To be honest, the knowledge related to database indexing is really complicated. I originally wanted to take a good look at it, and then I wrote an article to talk about it in detail. Later, I found that the knowledge of index was too difficult and deep, and it was really difficult to talk about it comprehensively and in detail. so in the end, I still put what I have learned and think of into the following problems, hoping to help you!
Knowledge point question 1: what is a database index?
Database index is an important concept in database system, index is also called key, is a kind of data structure used to improve the efficiency of database query, we can understand the index as a book catalog, through the catalog we can quickly find the corresponding chapter content, similarly, through the database index, we can quickly find the corresponding records in the data table.
All in all, an index is like creating a directory for a data table.
Question2: why are indexes being used?
1. The use of indexes greatly reduces the amount of data that the storage engine needs to scan, and if the index is not used, the data table is scanned for each row of data queried, which is very slow.
2. Because the indexes are already sorted, you can get results quickly when you perform operations such as ORDER BY and GROUP BY on the data table.
3. The index can change the random Imax O into the sequential Imax O, avoiding the high disk IO cost and improving the query efficiency.
In which module is the question 3:MySQL index implemented?
The index of MySQL is implemented in the storage engine layer, so each storage engine has a different implementation, and the same index is handled differently.
Question 4: why is the index set but it doesn't work?

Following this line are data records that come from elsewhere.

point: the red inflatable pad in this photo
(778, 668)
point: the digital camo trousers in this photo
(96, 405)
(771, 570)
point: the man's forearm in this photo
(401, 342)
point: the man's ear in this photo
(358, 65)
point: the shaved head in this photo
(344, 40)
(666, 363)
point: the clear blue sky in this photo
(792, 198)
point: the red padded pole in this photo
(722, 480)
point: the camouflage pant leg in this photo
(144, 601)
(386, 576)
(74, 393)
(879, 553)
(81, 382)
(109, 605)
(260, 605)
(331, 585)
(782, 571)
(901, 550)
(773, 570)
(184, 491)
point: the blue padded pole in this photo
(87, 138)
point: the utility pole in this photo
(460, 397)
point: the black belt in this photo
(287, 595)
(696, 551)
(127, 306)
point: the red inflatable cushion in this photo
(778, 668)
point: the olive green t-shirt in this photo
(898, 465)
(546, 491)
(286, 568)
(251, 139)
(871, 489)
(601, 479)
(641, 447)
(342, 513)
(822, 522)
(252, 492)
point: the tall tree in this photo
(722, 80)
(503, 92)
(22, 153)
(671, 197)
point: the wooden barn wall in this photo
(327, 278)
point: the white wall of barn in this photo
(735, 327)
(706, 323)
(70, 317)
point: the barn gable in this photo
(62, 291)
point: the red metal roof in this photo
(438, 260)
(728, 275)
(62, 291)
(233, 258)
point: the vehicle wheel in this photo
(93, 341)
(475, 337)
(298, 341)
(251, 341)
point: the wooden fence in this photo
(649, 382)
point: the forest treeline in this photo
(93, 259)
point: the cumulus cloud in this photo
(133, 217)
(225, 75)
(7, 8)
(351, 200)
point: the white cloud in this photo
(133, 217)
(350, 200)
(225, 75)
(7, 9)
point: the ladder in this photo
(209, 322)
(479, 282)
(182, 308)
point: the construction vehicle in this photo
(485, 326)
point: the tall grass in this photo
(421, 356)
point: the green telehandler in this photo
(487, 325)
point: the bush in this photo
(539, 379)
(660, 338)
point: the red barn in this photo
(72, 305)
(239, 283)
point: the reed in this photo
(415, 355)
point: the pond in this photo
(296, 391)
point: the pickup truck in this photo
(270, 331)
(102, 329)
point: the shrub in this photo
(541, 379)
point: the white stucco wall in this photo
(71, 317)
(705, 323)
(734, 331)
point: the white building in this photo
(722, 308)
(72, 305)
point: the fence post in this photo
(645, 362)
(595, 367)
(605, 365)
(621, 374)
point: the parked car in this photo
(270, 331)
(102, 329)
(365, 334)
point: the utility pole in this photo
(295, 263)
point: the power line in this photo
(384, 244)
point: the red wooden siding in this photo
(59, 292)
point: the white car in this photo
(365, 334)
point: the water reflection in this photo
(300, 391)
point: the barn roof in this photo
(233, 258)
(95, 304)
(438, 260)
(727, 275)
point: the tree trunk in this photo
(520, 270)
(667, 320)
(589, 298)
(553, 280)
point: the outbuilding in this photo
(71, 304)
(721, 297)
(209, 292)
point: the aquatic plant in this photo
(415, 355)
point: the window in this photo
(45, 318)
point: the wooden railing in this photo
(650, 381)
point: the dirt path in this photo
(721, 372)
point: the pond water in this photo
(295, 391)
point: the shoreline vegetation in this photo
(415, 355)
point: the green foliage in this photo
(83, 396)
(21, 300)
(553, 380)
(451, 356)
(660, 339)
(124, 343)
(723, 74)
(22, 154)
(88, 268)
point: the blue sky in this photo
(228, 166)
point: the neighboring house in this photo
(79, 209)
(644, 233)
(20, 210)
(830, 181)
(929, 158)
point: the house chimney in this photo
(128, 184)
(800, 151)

If you use a LIKE statement that starts with% for fuzzy matching, you cannot use an index, such as:
SELECT * FROM users WHERE name LIKE'% Xiao Zhang%'; SELECT * FROM users WHERE name LIKE'% Xiao Zhang'
However, you can use an index that ends with%, such as:
SELECT * FROM users WHERE name LIKE 'Zhang%'
Indexes are not used at the same time before and after the OR statement, such as the following statement. Field id has an index, but field name does not create an index, so the following statement can only scan the whole table and cannot use the index:
SELECT * FROM users id = 10 or name='test' copy code
Question what data structure is used at the bottom of the 5:MySQL index?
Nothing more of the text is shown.